Production of the Ariya has been pushed back slightly, with Nissan blaming the ongoing semiconductor shortage for delays in the all-electric SUV’s arrival. The current roadmap sees it launching in Japan around the end of the year, and spreading to the US and Europe sometime early in 2022.
However that hold-up isn’t stopping Nissan from looking ahead, particularly when it comes to replacing the affordable but aging Leaf electric hatchback. That led the charge for attainable mass-market EVs when it launched, but has been increasingly overshadowed by newer, more capable rivals in recent years. With the appetite of the car-buying market for more upright, flexible crossovers and SUVs, it comes as little surprise that Nissan is looking to that form-factor for its Leaf replacement.
The first hints of the car were revealed this week, as part of Nissan’s £1 billion ($1.41 billion) electrification push. Branded “Nissan EV36Zero,” the plan will see an uptick in battery manufacturing among other things, as the automaker attempts to regain its momentum in EVs. A new “gigafactory” in the UK could eventually produce up to 35 GWh of battery capacity.

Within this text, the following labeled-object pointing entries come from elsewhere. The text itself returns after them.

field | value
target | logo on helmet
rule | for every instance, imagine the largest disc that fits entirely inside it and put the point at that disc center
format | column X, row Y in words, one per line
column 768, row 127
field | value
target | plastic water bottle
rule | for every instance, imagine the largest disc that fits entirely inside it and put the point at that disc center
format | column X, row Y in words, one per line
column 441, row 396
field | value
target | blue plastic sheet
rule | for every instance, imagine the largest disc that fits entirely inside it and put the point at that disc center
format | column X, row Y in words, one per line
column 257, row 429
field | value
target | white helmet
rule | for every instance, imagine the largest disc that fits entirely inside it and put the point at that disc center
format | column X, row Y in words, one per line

Nissan is playing full details of the new EV close to its chest at present. However, we do know that it’ll be based on the CMF-EV platform which was developed through the Renault–Nissan–Mitsubishi Alliance partnership. The “Common Module Family for Electric Vehicles” was designed to be flexible enough to underpin everything from sedans through to compact crossovers and SUVs, with different battery pack sizes and heights.
It’ll also address one of the biggest issues the Leaf EV faces, around heat and charging efficiency. Because the electric hatchback relies on ambient pre-conditioning for the battery, charging rates in extremes of high or low temperature – such as during the height of summer, or the depths of winter – can be dramatically slower. With the CMF-EV platform, in contrast, a new heat management system will tackle that.
There’s also the flexibility to offer single or dual motor designs, for two- or four-wheel drive, and of course the change in packaging for motors and batteries means the sort of cabin space from a model in the category one size above.
Nissan says that it to make up to 100,000 of the new crossover EVs each year, with at least part of that production taking place at its Sunderland Plant in the UK. It’ll be designed for global markets, the automaker says, with Sunderland-built cars exported to Europe. Other production locations will be confirmed closer to the vehicle’s launch.
While factors like overall size are yet to be confirmed, it seems likely that the new electric crossover will be smaller than the Ariya. We’ve already seen Renault experiment with the CMF-EV platform in a similar way, with its Megane eVision concept crossover. Nissan has previously committed to being carbon neutral by 2050.